This patch significantly reduces memory consumption (20 GiB max RSS to
15 Gib) for an executable whose .debug_gnu_pub{names,types} are in total
5 GiB in an uncompressed form.

Event Timeline

ruiu created this revision.Oct 4 2018, 4:47 PM

Out of curiosity - there's one relocation in each pubnames contribution. Does this solution (or future intended work) manage to avoid decompressing all the input compressed sections into memory, to then apply the relocation, and then write out the buffer (instead either streaming compressed bytes from input to output (either recompressing along the way, or not, as needed))?

Would be great to hear that this generalizes/handles relocations - to help with other compressed debug sections as well.

Though there are some debug sections which may have no relocations (debug_loclists and debug_rnglists maybe, debug_abbrev for sure) which would benefit even if this doesn't help sections with relocs.

ruiu added a comment.Oct 4 2018, 5:04 PM

In lld, we do apply relocations after we copy input section contents to the output buffer, so this patch doesn't affect how we apply relocations. If a compressed section contains relocations, they are processed fine like before.

In lld, we do apply relocations after we copy input section contents to the output buffer, so this patch doesn't affect how we apply relocations. If a compressed section contains relocations, they are processed fine like before.

Ah, awesome - should've guessed that might be the case. This sounds like it could be really helpful for all debug sections, then!

I see this uncompresses directly into the output, which is also great - no need to have the whole uncompressed contents in memory at any one time, then.

Out of curiosity - does LLD support compressed output? How/where does it do that? It'd be super nifty if it'd stream in the compressed data and stream it out through compression without having to have it all decompressed in memory. But that might hit problems with relocations that use the bytes in the section as part of the relocation computation :/

lld/ELF/InputSection.cpp
148

Did you intend to zero out this allocation? (the '()' after the [] will cause the array to be zero initialized, I think - which might be unnecessary if you're about to write to all the bytes anyway?)

ruiu added a comment.Oct 4 2018, 5:36 PM

Out of curiosity - does LLD support compressed output?
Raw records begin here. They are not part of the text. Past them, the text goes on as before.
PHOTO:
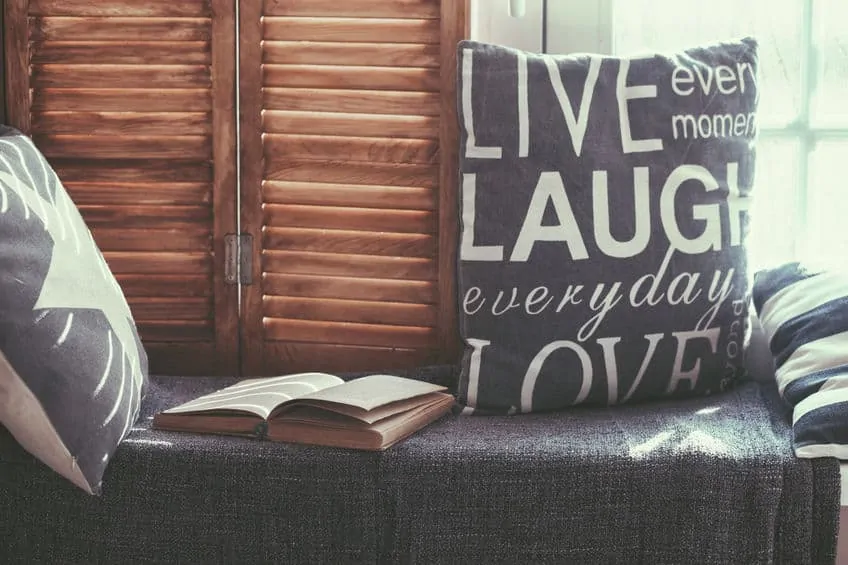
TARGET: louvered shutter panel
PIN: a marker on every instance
(349, 149)
(133, 102)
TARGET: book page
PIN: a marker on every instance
(373, 391)
(259, 396)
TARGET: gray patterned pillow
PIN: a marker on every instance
(72, 368)
(604, 213)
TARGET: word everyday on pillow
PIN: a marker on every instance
(604, 207)
(72, 368)
(804, 313)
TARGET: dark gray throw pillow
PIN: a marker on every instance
(72, 368)
(604, 206)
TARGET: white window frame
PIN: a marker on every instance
(575, 26)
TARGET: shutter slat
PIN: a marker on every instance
(345, 333)
(404, 221)
(140, 124)
(417, 292)
(196, 148)
(158, 263)
(146, 239)
(170, 308)
(347, 124)
(353, 8)
(363, 54)
(122, 53)
(392, 174)
(154, 217)
(334, 310)
(159, 193)
(367, 149)
(333, 76)
(160, 8)
(342, 241)
(121, 76)
(362, 101)
(366, 196)
(348, 265)
(122, 171)
(135, 285)
(120, 29)
(170, 331)
(351, 30)
(121, 100)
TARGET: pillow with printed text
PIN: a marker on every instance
(604, 205)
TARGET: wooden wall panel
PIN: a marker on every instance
(133, 103)
(349, 149)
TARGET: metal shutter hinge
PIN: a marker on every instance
(238, 258)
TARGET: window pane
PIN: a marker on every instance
(827, 238)
(640, 25)
(831, 44)
(774, 209)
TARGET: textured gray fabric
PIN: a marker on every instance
(604, 206)
(706, 480)
(65, 327)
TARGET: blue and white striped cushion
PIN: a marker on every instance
(804, 314)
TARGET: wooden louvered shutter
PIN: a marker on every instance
(133, 104)
(349, 150)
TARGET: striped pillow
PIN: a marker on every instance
(804, 314)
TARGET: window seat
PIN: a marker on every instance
(708, 480)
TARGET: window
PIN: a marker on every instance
(272, 185)
(803, 122)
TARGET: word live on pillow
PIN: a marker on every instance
(604, 206)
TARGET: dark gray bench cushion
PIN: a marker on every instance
(698, 481)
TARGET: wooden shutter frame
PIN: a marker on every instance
(168, 359)
(453, 27)
(220, 355)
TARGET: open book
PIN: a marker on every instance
(370, 412)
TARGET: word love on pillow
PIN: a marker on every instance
(604, 206)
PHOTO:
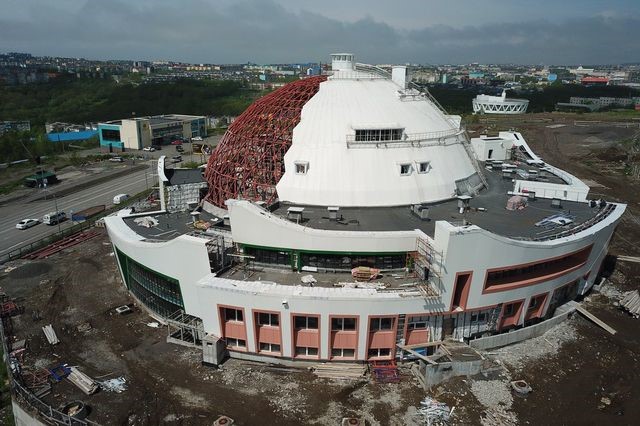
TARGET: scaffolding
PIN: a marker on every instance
(249, 161)
(427, 262)
(180, 196)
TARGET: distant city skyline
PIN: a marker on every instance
(286, 31)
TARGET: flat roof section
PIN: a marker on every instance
(167, 226)
(154, 121)
(386, 281)
(494, 218)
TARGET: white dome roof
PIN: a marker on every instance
(328, 163)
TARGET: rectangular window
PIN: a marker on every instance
(236, 343)
(344, 353)
(267, 319)
(231, 314)
(380, 324)
(303, 323)
(343, 324)
(405, 169)
(301, 168)
(535, 303)
(379, 352)
(306, 351)
(269, 347)
(509, 310)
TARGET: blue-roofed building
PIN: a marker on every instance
(71, 136)
(140, 132)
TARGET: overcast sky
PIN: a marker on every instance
(282, 31)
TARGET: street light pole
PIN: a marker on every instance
(55, 202)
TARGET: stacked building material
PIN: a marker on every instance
(50, 334)
(631, 303)
(340, 371)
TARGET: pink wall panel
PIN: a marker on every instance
(382, 339)
(308, 338)
(344, 339)
(268, 334)
(235, 330)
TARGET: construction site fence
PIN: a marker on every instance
(33, 405)
(24, 250)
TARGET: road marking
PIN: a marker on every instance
(63, 203)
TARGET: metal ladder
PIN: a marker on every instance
(400, 328)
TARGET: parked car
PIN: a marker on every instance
(27, 223)
(53, 218)
(120, 198)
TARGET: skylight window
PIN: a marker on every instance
(379, 135)
(405, 169)
(424, 166)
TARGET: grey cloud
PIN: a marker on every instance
(264, 31)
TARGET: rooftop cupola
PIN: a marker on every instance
(342, 62)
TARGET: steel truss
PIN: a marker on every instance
(249, 161)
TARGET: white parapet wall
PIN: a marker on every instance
(251, 224)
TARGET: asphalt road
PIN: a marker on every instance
(102, 193)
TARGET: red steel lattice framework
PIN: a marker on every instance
(249, 161)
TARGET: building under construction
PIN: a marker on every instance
(348, 215)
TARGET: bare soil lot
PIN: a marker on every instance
(578, 372)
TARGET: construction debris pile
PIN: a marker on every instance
(631, 303)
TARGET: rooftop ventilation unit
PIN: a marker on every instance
(223, 421)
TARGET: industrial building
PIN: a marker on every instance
(348, 216)
(157, 130)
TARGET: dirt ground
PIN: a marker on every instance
(167, 384)
(579, 373)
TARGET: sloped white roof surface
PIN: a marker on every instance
(369, 176)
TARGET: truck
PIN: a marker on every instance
(87, 213)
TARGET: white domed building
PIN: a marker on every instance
(347, 216)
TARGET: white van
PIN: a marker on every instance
(120, 198)
(53, 218)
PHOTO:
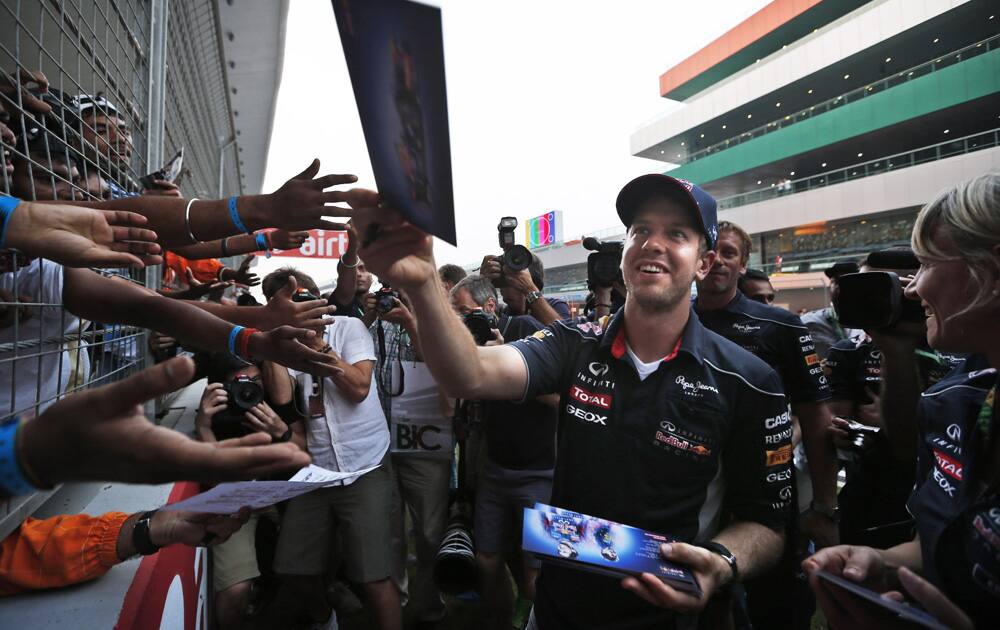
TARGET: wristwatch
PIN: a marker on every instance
(831, 513)
(141, 540)
(727, 555)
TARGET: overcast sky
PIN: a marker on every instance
(542, 98)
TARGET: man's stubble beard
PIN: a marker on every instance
(665, 300)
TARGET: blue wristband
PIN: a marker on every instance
(235, 216)
(7, 206)
(233, 334)
(12, 480)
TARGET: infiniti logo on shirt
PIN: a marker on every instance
(598, 369)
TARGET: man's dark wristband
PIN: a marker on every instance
(141, 539)
(727, 555)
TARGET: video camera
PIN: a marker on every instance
(304, 295)
(874, 299)
(481, 324)
(514, 257)
(244, 393)
(385, 299)
(604, 266)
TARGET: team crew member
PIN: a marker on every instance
(663, 424)
(956, 501)
(873, 502)
(779, 338)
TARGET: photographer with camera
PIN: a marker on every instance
(520, 276)
(950, 567)
(873, 502)
(655, 370)
(604, 277)
(239, 400)
(780, 339)
(422, 481)
(823, 324)
(346, 431)
(516, 471)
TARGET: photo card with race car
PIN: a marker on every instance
(601, 546)
(395, 55)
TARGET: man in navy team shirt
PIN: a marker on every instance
(662, 424)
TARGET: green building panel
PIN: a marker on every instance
(947, 87)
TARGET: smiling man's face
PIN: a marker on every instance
(663, 254)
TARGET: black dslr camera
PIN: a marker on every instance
(244, 394)
(481, 324)
(385, 299)
(874, 299)
(303, 295)
(604, 266)
(514, 257)
(862, 436)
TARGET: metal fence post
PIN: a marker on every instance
(159, 15)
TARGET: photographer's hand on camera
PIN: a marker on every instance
(213, 400)
(285, 240)
(709, 568)
(262, 418)
(242, 275)
(118, 443)
(281, 310)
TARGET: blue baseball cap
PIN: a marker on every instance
(702, 204)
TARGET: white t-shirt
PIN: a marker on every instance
(352, 436)
(40, 281)
(644, 369)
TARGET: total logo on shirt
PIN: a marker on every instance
(581, 395)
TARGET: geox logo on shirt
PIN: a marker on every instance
(587, 416)
(695, 388)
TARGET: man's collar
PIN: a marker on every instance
(692, 337)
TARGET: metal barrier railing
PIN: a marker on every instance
(898, 78)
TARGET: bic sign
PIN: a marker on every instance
(544, 230)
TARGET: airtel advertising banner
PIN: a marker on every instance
(320, 244)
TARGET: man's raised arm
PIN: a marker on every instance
(403, 256)
(300, 204)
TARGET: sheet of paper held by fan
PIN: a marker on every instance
(228, 498)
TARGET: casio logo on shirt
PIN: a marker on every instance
(587, 416)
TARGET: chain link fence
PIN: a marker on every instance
(94, 94)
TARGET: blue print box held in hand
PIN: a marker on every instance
(600, 546)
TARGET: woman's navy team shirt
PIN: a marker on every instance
(958, 523)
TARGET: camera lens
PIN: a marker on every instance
(517, 258)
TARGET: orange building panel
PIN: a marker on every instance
(735, 39)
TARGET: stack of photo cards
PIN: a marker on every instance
(593, 544)
(395, 55)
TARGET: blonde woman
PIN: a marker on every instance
(952, 567)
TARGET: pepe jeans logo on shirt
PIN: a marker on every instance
(694, 389)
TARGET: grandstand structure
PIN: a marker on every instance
(822, 126)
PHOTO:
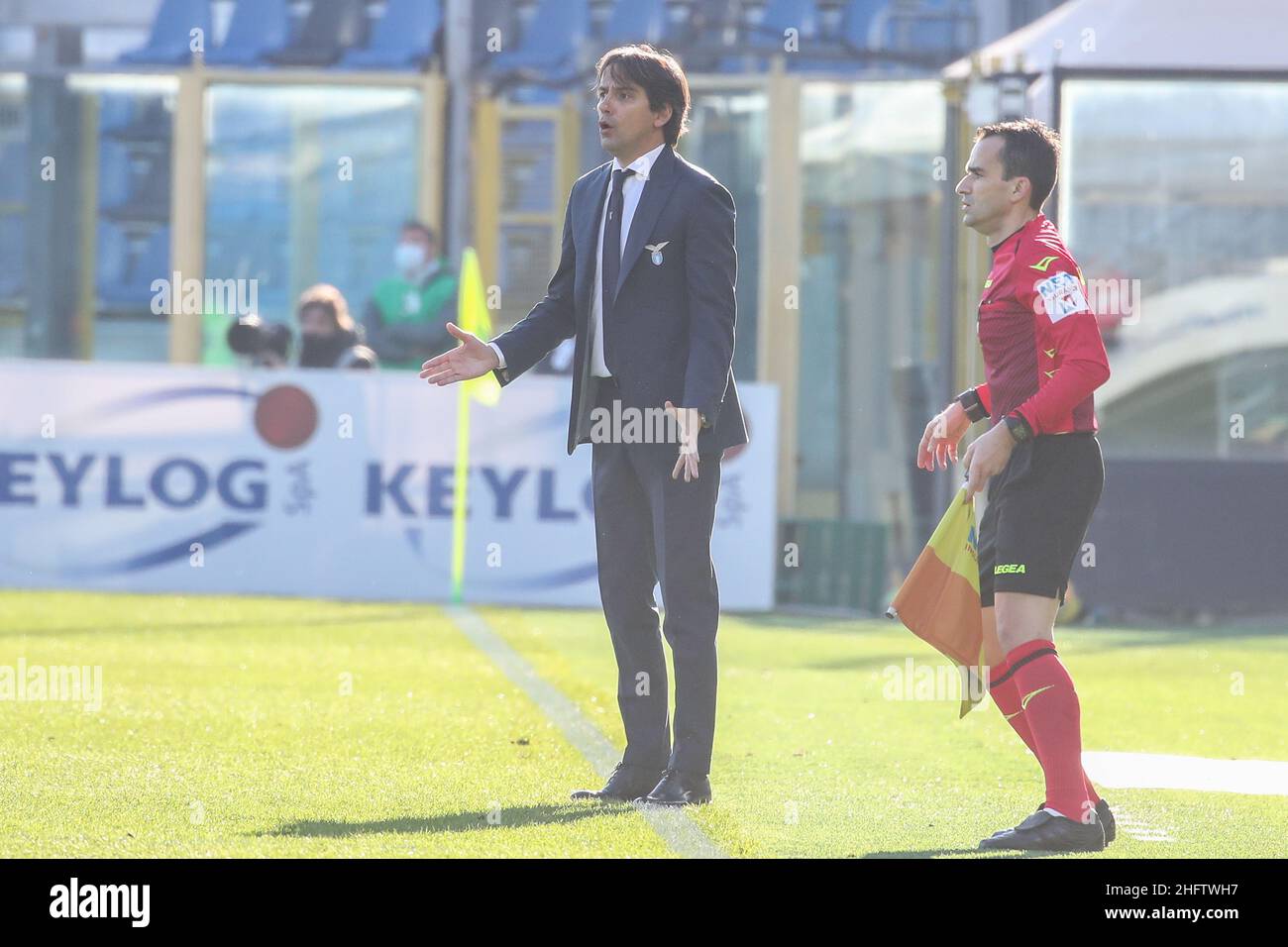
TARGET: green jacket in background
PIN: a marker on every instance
(407, 322)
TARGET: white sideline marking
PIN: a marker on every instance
(682, 834)
(1159, 771)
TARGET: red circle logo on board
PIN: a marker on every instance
(286, 416)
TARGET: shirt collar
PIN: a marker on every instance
(643, 163)
(1031, 224)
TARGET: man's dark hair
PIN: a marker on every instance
(658, 73)
(420, 228)
(1029, 150)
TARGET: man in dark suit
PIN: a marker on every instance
(645, 286)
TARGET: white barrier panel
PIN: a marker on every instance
(316, 483)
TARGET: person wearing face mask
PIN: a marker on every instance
(406, 317)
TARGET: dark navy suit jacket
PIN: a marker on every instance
(670, 334)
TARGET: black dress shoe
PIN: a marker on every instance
(1046, 832)
(679, 789)
(627, 783)
(1104, 814)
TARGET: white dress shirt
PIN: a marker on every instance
(631, 189)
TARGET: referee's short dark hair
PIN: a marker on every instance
(658, 73)
(1029, 150)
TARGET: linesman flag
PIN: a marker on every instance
(473, 316)
(939, 599)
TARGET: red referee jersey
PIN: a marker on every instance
(1042, 350)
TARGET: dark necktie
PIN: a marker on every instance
(610, 264)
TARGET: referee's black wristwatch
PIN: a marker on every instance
(1019, 428)
(970, 401)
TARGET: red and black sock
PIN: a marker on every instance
(1050, 728)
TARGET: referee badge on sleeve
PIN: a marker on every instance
(1060, 295)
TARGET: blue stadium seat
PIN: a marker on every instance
(636, 21)
(403, 38)
(13, 256)
(170, 40)
(115, 178)
(552, 42)
(330, 29)
(857, 26)
(127, 265)
(258, 27)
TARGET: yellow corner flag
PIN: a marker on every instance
(473, 316)
(939, 599)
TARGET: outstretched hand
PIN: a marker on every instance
(472, 359)
(690, 421)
How/where does it do that? It'd be super nifty if it'd stream in the compressed data and stream it out through compression without having to have it all decompressed in memory. But that might hit problems with relocations that use the bytes in the section as part of the relocation computation :/

lld supports compressed output. When an output section compression is enabled, we allocate a temporary buffer and pass that buffer to writeTo() as if it were a real output buffer. Then, writeTo() copies input sections to a given buffer and apply relocations. We then compress it and write to a real output buffer.

As you guessed, I don't think we can stream-compress output section contents because relocation application is essentially a random access to the output buffer.

lld/ELF/InputSection.cpp
148

Ah thanks. We don't have to initialize the buffer.

MaskRay added inline comments.Oct 4 2018, 5:36 PM
lld/ELF/InputSection.cpp
148

How about omitting the initializer (new char[Size]) to save value initialization of each char (filling with zeroes)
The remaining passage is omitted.